Installing CentOS 7 (Linux) On Mac Pro 5,1 Hardware

Discussion in 'Mac Pro' started by simon lefisch, Aug 31, 2017.

  1. simon lefisch macrumors 6502a

    simon lefisch

    Joined:
    Sep 29, 2014
    #1
    Hey everyone,

    I apologize if this has already been answered. I browsed around and couldn't find a def answer so thought I'd ask here.

    I recently acquired a 5,1 Mac Pro and upgraded the processor from W3565 to an X5690 for pretty cheap. While I love macOS (I have a 15" MBP), I dont feel it's the right OS to have on the Mac Pro for my needs (Plex/VPN/SMB server). Now I know I can dual boot OS's, but I was wondering if there was any way of having just a Linux OS installed? I've gotten so used to working with CentOS over the last couple months I feel my workflow is faster than on macOS (as far as CLI).
     
  2. Draeconis macrumors 6502a

    Joined:
    May 6, 2008
    #2
    Potentially, though to be certain you could always run it in a VM?
     
  3. simon lefisch thread starter macrumors 6502a

    simon lefisch

    Joined:
    Sep 29, 2014
    #3
    I thought about a VM but I'd prefer to run it natively. That would be my default OS for everything I want. I'm just not sure if I have to have the Mac EFI partitions/etc in order to run Linux on Mac hardware.

    Pretty much what I'm asking is, would I be able to install Linux on a separate drive, pull the macOS drive out and boot from the Linux drive without any problems?
     
  4. Draeconis macrumors 6502a

    Joined:
    May 6, 2008
    #4
    Well, I run my MacPro5,1 running entirely from a disk thats formatted for Windows 10, so on a basic level at least, I don't see why not.

    Best thing to do is give it a shot and see what happens. There may be some stuff that doesn't work right because of a lack of driver support, but you might be lucky.
     
  5. owbp macrumors 6502a

    owbp

    Joined:
    Jan 28, 2016
    Location:
    Belgrade, Serbia
    #5
    Absolutely!
    You don't need macOS drive in MP to install Linux, or Windows for that matter.
    Make installation/live DVD, boot holding C (or choose DVD from boot menu) and install Linux like you would do it on any other PC.
     
  6. simon lefisch thread starter macrumors 6502a

    simon lefisch

    Joined:
    Sep 29, 2014
    #6
    Awesome! I'll give it shot. I'm sure I'll have to down drivers for the video card and whatnot.

    Now my other question would be, what about firmware for the hardware? I assume in order to update that I would need macOS to do that?
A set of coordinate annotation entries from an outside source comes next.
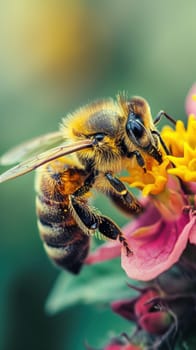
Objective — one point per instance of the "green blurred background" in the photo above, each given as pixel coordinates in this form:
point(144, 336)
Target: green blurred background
point(54, 57)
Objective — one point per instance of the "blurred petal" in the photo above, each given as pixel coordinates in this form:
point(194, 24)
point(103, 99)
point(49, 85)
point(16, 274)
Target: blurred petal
point(192, 229)
point(105, 252)
point(155, 248)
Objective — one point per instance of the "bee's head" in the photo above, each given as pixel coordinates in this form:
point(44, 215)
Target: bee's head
point(139, 126)
point(99, 122)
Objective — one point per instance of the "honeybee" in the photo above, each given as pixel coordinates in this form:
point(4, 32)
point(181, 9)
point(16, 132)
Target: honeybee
point(93, 144)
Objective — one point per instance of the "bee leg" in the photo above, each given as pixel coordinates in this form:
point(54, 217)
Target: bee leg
point(122, 197)
point(109, 229)
point(90, 222)
point(139, 158)
point(155, 132)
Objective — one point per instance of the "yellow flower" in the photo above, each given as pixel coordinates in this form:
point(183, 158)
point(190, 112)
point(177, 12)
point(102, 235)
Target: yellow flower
point(185, 167)
point(182, 162)
point(182, 143)
point(152, 181)
point(176, 139)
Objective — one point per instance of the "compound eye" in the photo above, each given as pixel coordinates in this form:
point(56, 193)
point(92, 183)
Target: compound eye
point(137, 129)
point(135, 126)
point(99, 137)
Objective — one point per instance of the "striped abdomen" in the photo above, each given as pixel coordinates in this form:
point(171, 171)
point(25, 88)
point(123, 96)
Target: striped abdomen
point(64, 241)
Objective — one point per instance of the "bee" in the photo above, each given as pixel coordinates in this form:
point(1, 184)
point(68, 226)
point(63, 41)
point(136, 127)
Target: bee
point(93, 145)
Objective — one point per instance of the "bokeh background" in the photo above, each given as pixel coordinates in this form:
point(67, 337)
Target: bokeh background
point(54, 57)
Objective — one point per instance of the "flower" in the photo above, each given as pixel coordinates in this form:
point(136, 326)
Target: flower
point(162, 240)
point(151, 317)
point(160, 235)
point(190, 103)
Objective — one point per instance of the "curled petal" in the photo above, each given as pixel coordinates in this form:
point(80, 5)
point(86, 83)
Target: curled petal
point(192, 229)
point(105, 252)
point(155, 248)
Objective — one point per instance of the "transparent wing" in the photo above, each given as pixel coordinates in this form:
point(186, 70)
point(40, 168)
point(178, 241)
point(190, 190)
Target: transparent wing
point(43, 158)
point(31, 148)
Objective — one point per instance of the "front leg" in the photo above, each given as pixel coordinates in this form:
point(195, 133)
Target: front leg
point(121, 197)
point(90, 222)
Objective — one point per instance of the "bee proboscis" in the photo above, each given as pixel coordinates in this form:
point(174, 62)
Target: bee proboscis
point(93, 145)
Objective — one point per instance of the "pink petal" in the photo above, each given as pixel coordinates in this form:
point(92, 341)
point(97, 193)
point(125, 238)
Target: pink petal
point(156, 248)
point(107, 251)
point(192, 229)
point(190, 103)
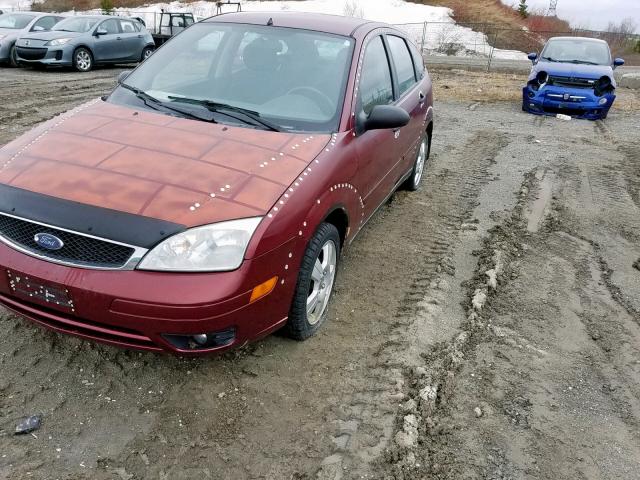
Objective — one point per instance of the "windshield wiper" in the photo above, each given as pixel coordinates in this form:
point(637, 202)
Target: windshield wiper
point(581, 62)
point(218, 107)
point(146, 98)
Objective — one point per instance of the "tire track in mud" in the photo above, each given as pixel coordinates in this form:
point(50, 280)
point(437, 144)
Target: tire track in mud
point(29, 97)
point(451, 188)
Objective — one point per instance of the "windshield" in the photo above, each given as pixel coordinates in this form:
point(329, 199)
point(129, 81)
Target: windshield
point(15, 21)
point(577, 51)
point(76, 24)
point(293, 79)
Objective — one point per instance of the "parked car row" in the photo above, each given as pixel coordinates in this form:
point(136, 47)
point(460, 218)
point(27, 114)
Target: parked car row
point(45, 40)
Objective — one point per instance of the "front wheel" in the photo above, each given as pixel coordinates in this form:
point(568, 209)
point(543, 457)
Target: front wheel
point(146, 53)
point(413, 182)
point(315, 283)
point(82, 60)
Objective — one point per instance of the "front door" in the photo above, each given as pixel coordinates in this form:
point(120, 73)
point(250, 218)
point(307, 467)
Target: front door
point(108, 46)
point(378, 151)
point(132, 41)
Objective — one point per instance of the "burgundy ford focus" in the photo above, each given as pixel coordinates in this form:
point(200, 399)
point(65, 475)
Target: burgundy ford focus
point(205, 202)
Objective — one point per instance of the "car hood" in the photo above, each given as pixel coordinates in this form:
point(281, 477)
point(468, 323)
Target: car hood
point(572, 70)
point(173, 169)
point(51, 35)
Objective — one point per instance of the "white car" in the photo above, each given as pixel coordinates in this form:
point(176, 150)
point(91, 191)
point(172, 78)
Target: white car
point(15, 24)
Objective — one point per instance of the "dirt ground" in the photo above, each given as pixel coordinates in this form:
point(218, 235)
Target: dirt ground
point(485, 327)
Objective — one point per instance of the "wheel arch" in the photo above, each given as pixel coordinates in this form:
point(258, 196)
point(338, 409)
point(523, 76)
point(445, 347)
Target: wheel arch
point(339, 218)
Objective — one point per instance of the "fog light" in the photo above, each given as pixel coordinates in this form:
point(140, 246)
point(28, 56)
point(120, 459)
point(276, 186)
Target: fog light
point(200, 339)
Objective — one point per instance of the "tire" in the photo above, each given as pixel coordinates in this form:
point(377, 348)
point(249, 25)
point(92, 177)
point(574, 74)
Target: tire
point(13, 56)
point(82, 60)
point(146, 53)
point(314, 285)
point(413, 182)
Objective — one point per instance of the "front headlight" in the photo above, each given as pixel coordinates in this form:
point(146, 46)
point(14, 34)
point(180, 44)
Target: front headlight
point(57, 42)
point(213, 248)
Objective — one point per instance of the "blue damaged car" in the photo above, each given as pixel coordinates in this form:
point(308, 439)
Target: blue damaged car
point(573, 76)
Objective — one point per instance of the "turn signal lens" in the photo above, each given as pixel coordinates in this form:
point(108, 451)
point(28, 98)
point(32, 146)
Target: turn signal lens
point(263, 289)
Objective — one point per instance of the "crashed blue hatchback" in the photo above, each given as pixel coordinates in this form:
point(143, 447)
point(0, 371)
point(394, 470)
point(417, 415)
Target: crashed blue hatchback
point(573, 76)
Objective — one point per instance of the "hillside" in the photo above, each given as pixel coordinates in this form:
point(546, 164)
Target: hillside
point(504, 27)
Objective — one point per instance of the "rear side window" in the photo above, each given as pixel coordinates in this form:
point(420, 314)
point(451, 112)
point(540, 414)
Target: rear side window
point(375, 84)
point(127, 26)
point(403, 63)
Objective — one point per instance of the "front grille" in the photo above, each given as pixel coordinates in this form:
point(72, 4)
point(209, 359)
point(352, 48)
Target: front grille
point(31, 53)
point(574, 112)
point(571, 82)
point(77, 250)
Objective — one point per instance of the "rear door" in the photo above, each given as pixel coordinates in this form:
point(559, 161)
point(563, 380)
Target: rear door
point(132, 41)
point(377, 150)
point(411, 98)
point(109, 47)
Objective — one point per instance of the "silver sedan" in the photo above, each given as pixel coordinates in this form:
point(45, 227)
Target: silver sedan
point(16, 24)
point(85, 41)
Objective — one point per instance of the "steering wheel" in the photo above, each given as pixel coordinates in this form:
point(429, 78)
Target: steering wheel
point(323, 102)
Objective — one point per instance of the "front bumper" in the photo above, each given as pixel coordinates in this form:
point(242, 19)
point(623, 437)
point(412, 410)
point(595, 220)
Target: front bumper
point(45, 56)
point(147, 310)
point(576, 102)
point(5, 50)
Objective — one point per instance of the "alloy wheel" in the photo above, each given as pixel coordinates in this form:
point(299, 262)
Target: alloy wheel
point(83, 60)
point(322, 280)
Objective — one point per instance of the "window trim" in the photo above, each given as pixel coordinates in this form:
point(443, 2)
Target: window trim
point(396, 82)
point(117, 20)
point(394, 87)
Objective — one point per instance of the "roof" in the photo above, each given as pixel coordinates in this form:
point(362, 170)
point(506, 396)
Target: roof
point(321, 22)
point(578, 38)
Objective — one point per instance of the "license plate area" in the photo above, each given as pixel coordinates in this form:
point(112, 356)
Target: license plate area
point(37, 291)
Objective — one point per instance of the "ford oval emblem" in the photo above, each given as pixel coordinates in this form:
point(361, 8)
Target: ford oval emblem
point(48, 241)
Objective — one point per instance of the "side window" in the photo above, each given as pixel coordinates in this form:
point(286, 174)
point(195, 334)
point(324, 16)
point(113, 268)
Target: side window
point(418, 61)
point(375, 83)
point(403, 62)
point(44, 24)
point(127, 26)
point(111, 26)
If so, would I be able to pull the Linux HD, pop the macOS HD back in and update that way? Or would it be necessary to have both OS's on one HD and just dual boot?
     
  7. Draeconis macrumors 6502a

    Joined:
    May 6, 2008
    #7
    As it's a 5,1, I wouldn't worry. If you many potentially move back to macOS at some stage in the future, it might be worth picking up the firmware update to enable booting from an APFS volume; wait for High Sierra to be released, and when this installs, it should update your Boot ROM.

    Apart from that, there are no real firmware updates to speak of, and since this machine is close to becoming obsolete (Apple's terms, not mine), it won't be getting any additional ones in the future.
     
  8. Robert71B macrumors newbie

    Robert71B

    Joined:
    Nov 8, 2017
    #8
    I've just gotten CentOS installed on my 12-core MacPro5,1, just in time for Apple officially declaring the MacPro5,1 "obsolete" (despite being one the fastest, most extendable, most versatile mac still on the market ;).
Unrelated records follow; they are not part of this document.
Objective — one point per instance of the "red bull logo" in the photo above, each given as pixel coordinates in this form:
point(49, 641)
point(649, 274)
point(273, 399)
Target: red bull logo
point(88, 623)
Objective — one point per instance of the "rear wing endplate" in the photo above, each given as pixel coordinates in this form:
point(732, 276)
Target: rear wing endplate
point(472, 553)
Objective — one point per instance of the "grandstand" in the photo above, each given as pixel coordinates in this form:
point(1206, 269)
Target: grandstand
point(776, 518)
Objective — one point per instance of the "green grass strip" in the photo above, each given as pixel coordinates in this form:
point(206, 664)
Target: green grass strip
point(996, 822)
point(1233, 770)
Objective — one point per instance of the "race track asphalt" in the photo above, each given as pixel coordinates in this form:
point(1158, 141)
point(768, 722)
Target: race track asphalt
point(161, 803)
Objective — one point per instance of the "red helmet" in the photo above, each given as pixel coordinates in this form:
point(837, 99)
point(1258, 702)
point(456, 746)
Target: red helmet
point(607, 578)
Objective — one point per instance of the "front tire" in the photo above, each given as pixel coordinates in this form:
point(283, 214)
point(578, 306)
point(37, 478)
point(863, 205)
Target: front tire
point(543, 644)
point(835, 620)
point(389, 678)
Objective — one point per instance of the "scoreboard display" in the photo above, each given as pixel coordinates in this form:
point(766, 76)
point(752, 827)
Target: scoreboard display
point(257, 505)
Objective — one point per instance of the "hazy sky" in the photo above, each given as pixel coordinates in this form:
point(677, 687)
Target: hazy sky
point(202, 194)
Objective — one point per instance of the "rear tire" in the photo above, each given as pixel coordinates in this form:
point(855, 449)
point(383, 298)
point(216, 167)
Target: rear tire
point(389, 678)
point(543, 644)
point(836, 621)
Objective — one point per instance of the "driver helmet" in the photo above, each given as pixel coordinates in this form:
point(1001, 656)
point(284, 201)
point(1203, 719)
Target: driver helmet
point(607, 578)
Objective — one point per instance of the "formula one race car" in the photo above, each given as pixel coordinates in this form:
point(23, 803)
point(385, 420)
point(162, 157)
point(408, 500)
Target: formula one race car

    I wanted it native to make the most of the resources (esp. 12 cores, 64GB ram, and CUDA GPGPU) versus running on a VM.
    I'll be testing and developing High Performance Analytics for banking and energy Risk on the machine and love the capability to easily swap out SSDs for each install.

    Anyway, it's now running CentOS on a dedicated SSD drive and can still be booted on MacOS Sierra by restarting and holding the Alt button.
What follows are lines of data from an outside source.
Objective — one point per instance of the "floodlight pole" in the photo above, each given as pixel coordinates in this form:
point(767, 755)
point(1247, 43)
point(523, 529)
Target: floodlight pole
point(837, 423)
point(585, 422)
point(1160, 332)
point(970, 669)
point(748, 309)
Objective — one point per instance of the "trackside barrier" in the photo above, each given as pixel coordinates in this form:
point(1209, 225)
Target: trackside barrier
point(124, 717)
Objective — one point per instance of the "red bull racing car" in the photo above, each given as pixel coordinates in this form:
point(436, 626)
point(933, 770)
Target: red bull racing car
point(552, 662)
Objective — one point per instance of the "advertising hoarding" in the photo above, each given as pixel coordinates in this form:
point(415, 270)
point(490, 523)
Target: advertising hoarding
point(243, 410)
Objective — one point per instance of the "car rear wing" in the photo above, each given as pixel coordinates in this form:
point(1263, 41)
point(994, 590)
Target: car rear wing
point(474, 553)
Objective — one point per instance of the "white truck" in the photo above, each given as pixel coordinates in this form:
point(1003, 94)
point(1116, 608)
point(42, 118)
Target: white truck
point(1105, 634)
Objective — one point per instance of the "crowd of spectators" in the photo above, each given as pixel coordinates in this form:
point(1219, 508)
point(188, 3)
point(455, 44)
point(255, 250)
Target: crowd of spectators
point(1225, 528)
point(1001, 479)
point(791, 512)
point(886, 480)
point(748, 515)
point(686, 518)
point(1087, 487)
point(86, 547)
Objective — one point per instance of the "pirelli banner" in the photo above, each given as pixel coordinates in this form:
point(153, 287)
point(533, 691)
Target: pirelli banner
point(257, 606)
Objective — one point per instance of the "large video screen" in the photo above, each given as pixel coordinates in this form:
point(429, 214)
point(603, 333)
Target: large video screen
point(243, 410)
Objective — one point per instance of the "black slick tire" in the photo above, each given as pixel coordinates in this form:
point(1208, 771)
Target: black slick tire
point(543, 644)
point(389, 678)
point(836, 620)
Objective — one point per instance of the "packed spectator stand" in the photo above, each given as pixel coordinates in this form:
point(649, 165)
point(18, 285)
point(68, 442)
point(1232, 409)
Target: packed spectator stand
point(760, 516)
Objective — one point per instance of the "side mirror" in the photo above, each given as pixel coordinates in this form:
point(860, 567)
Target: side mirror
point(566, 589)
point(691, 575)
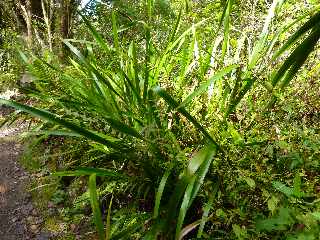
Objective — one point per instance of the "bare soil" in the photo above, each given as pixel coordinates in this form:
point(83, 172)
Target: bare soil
point(19, 220)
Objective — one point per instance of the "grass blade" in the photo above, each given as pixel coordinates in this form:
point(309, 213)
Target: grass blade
point(95, 206)
point(160, 191)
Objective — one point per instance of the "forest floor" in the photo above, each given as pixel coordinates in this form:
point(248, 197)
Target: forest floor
point(19, 219)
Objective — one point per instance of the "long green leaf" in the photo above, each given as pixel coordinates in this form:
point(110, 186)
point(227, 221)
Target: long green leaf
point(315, 19)
point(160, 192)
point(89, 171)
point(175, 105)
point(56, 119)
point(204, 86)
point(95, 206)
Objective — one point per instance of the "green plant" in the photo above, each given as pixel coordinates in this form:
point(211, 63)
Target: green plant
point(141, 107)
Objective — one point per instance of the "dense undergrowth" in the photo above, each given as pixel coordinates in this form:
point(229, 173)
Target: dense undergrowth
point(205, 132)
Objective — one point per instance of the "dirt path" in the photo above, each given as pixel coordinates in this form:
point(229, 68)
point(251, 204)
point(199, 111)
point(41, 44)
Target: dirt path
point(19, 220)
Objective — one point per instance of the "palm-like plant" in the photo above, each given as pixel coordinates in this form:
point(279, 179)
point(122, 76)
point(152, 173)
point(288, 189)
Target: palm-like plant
point(140, 96)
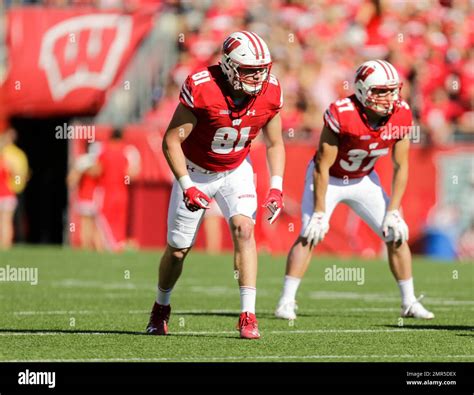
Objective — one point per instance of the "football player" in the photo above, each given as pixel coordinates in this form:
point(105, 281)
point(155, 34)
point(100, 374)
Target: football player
point(222, 109)
point(357, 131)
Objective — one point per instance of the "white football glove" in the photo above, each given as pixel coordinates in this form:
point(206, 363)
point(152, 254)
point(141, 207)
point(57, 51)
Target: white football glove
point(393, 220)
point(317, 228)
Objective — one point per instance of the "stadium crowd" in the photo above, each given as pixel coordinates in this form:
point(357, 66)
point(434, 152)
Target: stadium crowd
point(317, 45)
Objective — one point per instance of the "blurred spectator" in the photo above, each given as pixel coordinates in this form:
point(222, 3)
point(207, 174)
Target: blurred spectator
point(316, 46)
point(13, 179)
point(466, 244)
point(117, 165)
point(82, 180)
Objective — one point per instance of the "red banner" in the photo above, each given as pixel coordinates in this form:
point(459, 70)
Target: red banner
point(63, 61)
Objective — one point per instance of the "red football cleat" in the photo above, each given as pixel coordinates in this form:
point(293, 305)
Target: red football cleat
point(248, 326)
point(159, 318)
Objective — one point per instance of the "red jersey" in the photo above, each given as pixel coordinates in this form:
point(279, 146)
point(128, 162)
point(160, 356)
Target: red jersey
point(87, 186)
point(360, 145)
point(222, 136)
point(5, 189)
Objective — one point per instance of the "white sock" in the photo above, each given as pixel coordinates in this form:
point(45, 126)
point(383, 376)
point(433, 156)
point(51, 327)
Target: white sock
point(163, 297)
point(290, 287)
point(407, 291)
point(248, 295)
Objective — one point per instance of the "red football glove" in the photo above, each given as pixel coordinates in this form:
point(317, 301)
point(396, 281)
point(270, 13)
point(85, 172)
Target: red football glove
point(194, 199)
point(274, 202)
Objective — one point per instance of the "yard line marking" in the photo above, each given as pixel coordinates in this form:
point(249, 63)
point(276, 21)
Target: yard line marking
point(261, 357)
point(218, 311)
point(198, 333)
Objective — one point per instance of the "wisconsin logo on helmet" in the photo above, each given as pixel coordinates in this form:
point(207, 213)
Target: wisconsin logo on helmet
point(65, 43)
point(230, 44)
point(363, 72)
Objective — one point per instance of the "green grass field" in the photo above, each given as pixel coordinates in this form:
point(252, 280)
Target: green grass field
point(94, 307)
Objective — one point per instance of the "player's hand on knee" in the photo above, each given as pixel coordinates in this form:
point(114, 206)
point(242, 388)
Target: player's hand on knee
point(274, 203)
point(394, 221)
point(194, 199)
point(317, 228)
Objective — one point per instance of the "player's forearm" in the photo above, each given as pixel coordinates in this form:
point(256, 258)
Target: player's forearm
point(399, 183)
point(175, 157)
point(276, 162)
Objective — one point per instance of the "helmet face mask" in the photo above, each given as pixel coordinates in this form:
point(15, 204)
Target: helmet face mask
point(246, 62)
point(383, 99)
point(377, 87)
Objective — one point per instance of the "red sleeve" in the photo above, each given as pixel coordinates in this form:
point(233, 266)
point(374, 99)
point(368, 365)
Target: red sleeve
point(406, 120)
point(331, 118)
point(276, 94)
point(186, 95)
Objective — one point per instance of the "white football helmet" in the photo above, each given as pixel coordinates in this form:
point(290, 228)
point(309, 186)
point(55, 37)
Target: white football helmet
point(378, 86)
point(246, 62)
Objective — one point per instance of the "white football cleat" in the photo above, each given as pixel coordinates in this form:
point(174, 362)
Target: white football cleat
point(416, 310)
point(286, 310)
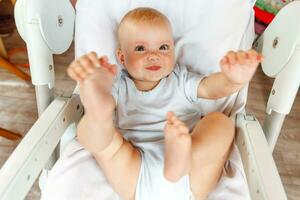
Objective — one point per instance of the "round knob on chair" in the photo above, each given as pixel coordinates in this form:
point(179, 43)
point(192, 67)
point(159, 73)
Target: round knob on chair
point(280, 39)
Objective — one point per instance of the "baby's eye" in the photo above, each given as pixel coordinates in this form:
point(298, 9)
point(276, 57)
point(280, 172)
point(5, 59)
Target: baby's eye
point(164, 47)
point(139, 48)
    To set this up I installed an extra dedicated SSD, (OWC makes a great caddy for this for about 25€) created the USB-Installer for CentOS (on a windows 10 machine) inserted the USB drive and rebooted the mac while holding down the ALT/Option button. This started the install process and let me choose the new SSD as the destination, activate my Ethernet and the rest was fairly straightforward. I did have to re-install once to get a GUI, since the minimum install is only command line ;)

    One other caveat so far is no wireless so I'm running Ethernet on a cable straight out of my router, If anyone has any tips on (easily) installing a Broadcom WiFi driver for my Mac I'd be very grateful.

    Also my display works fine but as I'll eventually be running code on the CUDA GPGPU any tips or experience with installing GPGPU CUDA drivers would be appreciated.